A dificuldade não é apenas essa. Não se trata somente da barreira psicológica de entrar em uma competição com a consciência de que, se falhar, pode nunca mais ter chance de ir ao evento máximo do esporte.

Para ajustar a modalidade ao programa olímpico e por causa da pandemia de Covid-19, que limitou o número de competições, houve uma readequação e isso restringiu o número de vagas. Diferentes categorias foram unificadas. Como as de até 60 kg e até 67 kg, por exemplo. As quatro vagas que seriam destinadas a elas se tornaram duas. Isso aconteceu também com caratecas de outros pesos.

A mudança mexeu com a situação de Vinicius Figueira. Em março do ano passado, o COB (Comitê Olímpico do Brasil), por causa de informações passadas pela WKF (Federação Internacional de Caratê), confirmou a vaga dele na Olimpíada depois do cancelamento de duas etapas do circuito mundial, na Espanha e em Marrocos. Mas a entidade depois resolveu que os torneios seriam disputados em 2021, o que tirou a classificação do brasileiro pelo ranking.

"Foi um método que eles criaram para ter caratê na Olimpíada. Mas a gente fica no meio desse tiroteio", afirma Brose.

Valéria Kumizaki, carateca brasileira que tenta vaga para a Olimpíada de Tóquio
Valéria Kumizaki, carateca brasileira que tenta vaga para a Olimpíada de Tóquio - Divulgação

De acordo com os atletas, há quatro possibilidades de obter um lugar nos Jogos. Duas delas são por ranking, o europeu e o das Américas. Essas dependem de pontuações em torneios. Nenhum nome brasileiro tem resultados para isso. A última chance para Brose e Figueira será o pré-olímpico. Como medalhista de ouro no Pan-Americano de 2019, em Lima, Valéria pode também receber uma carta-convite para a Olimpíada.

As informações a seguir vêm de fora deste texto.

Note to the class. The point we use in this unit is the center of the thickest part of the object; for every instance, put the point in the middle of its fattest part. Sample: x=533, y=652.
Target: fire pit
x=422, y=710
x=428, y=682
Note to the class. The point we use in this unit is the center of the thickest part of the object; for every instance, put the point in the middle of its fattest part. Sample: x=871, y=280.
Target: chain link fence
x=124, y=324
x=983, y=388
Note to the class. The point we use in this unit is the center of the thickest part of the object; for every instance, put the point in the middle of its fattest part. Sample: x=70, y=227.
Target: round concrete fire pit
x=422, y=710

A complexidade do sistema de classificação, as mudanças de categorias e a incerteza causam nervosismo.

"Eu sinto bastante ansiedade, mas sem ficar apavorada. Eu trabalhei a minha carreira toda por isso. Quero muito que aconteça porque é algo [o caratê nos Jogos] que a gente nem sabia se ocorreria. Não deixo a ansiedade tomar conta, mas ela existe", diz Valéria.

Há também a questão do apoio recebido pelos atletas com chances reais de qualificação. Os caratecas constataram a diferença. Valéria, quando começou a competir, contou com a ajuda dos pais, mas também confessa ter feito uma "dívida enorme" para as viagens. Ela afirma estar tudo pago hoje em dia.

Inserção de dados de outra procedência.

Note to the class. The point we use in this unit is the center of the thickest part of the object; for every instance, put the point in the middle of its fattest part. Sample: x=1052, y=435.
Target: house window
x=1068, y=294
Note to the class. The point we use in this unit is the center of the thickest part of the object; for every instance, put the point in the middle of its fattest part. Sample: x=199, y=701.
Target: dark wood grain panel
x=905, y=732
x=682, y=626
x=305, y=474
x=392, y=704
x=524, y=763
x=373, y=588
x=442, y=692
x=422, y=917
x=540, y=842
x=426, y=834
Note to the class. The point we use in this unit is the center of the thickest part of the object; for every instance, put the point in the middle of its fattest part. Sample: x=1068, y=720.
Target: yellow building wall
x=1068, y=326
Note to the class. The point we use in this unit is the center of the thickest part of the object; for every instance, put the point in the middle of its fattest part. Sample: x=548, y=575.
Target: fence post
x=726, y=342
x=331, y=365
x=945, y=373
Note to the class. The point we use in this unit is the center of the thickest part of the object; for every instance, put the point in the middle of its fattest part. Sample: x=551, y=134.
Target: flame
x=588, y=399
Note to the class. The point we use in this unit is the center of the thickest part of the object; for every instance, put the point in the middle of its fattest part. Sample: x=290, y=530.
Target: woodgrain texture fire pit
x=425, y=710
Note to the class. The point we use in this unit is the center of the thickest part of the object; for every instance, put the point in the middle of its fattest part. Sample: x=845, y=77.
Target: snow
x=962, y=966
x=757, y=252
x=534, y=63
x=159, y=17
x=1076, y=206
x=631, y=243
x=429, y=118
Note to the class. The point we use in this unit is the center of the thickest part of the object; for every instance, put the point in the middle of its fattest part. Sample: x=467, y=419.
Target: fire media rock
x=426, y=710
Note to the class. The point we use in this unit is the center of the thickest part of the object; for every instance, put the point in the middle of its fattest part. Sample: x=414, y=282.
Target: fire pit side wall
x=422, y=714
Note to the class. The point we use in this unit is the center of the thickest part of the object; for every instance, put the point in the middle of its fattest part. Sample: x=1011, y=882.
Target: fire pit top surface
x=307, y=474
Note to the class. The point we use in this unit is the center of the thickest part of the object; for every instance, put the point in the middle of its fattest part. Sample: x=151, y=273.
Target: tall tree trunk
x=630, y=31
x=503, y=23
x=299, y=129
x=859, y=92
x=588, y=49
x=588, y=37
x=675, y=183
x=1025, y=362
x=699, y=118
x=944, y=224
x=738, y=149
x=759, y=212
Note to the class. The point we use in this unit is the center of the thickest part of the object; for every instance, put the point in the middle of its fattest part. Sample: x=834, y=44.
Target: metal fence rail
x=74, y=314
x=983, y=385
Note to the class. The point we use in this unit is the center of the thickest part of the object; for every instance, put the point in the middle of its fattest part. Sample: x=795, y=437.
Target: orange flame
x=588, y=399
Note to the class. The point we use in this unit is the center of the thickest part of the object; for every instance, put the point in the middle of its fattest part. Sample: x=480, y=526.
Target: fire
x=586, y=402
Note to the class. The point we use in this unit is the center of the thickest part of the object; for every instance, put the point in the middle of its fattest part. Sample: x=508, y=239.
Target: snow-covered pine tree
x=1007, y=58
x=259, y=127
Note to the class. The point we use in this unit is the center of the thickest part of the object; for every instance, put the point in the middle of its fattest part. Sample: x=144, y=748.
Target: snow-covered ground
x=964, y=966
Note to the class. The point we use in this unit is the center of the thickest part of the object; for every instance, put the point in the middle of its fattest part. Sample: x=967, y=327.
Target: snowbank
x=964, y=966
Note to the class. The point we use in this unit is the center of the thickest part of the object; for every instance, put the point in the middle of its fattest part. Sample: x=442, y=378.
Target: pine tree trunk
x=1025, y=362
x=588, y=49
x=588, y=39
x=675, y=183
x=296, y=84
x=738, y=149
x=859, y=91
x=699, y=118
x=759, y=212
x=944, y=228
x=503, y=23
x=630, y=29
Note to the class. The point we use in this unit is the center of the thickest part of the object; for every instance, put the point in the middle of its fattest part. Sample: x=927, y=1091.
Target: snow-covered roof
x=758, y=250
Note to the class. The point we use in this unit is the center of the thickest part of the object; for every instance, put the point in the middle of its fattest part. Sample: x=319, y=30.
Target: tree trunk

Brose vendia rifas, bolos, fazia vaquinhas e tinha ajuda familiar no que era possível. Ele tem viva na memória a lembrança de competições internacionais para as quais se classificou mas não pôde viajar por falta de dinheiro.

Esportistas olímpicos têm maiores chances de obter verbas públicas ou privadas. Podem receber diferentes bolsas do governo federal, que variam de R$ 5 mil a R$ 15 mil mensais. Valéria e Brose são patrocinados pela Ajinomoto.

Se a modalidade não está no programa dos Jogos, tudo muda. A visibilidade é menor.

"Eu não fico com gosto amargo [de ser a única chance de ir para Olimpíada] . Fico com gosto de que chegou a nossa vez. Muda muito. Eu tive a chance de vivenciar esse ciclo olímpico. O suporte e o apoio recebido são outros. A gente tinha muito pouco incentivo. Há um pouco de sofrimento também porque sabemos que depois, se não tiver mais [presença nos Jogos], vai perder um pouco disso", constata Douglas Brose.

A intenção dos organizadores de Paris-2024 é dar um foco maior à juventude e a eventos urbanos. A maior novidade será o breakdance, na esteira do sucesso da modalidade nos Jogos Olímpicos da Juventude em Buenos Aires, em 2018.